And this is where I got the Cluebat of 'See? Not everywhere has to work like Late 20th Century Nebraska?' (also 'things happen for a reason in societies'). And, it was a good Cluebat, both for me as a writer and me as a person. It showed me that hey, people do what works, and what works changes in time and space. Now, just because something works doesn't mean it's the best possible solution, and there can be social conflict when a group says 'Hey, this doesn't work for me' or 'hey, this has this undesirable side effect, so let's try it this way'. Like... oh, the same-sex marriage thing. We have a bunch of people pointing out that 'hey, heterosexual monogamy doesn't work for me, because our culture stresses finding a partner you are romantically and sexually compatible with, and I'm attracted to a person of my own sex'. And, heck, it's happening now, because we've already made a shift to stress marriage base don love rather than one based on economic factors or care for children.
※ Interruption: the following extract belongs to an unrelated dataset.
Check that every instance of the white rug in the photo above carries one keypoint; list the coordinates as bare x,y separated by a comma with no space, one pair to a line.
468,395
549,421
Not that children and economics aren't important, but there are now alternate means for both, and a marriage doesn't need either. For example, I recall reading an article about how some single mothers will find friends or siblings or parents to help them out with childrearing and income. As for economics, I know plenty of economically-sucessful single folk. Furthermore, if you had a childless two-income household, marriage doesn't add as much to the equation as the one-income-with-kids household. If the former dissolved, all the people involved would still function in society. The latter... not so much.

So, it's up to us to decide what we want marriage to be, since right now it is a number of things. It's getting insurance benefits and next-of-kin rights, and making sure your spouse can't be deported. It's also making paternity a lot easier. But, it's also a way of adopting a lover into your family, not just in your heart, but in the wider social sphere. And a declaration of love. And, for many people, it might be standing before God and saying 'this person and I are joined'. And a thousand other things. Those aren't universal. What marriage means to two people in the USA might be different -- I can tell you right now that if I and, Mister Card, or someone like Reverend Phelps, got down to discussing it, we'd probably disagree. (Then again, my feelings towards Fred Phelps are such that if he said the sky was blue, I'd have to look out the window to confirm. I have never heard of a man who has become more of a caricature of his cause than him.) Now, get together humans from all different points on Earth and points in time... yeah, not gonna happen.

The reason I have the quote at the top of this is because of the point. Mister Heinlein didn't always have the right answers. But, he at least got me asking the right questions. Not just about my writing, but about the world around me.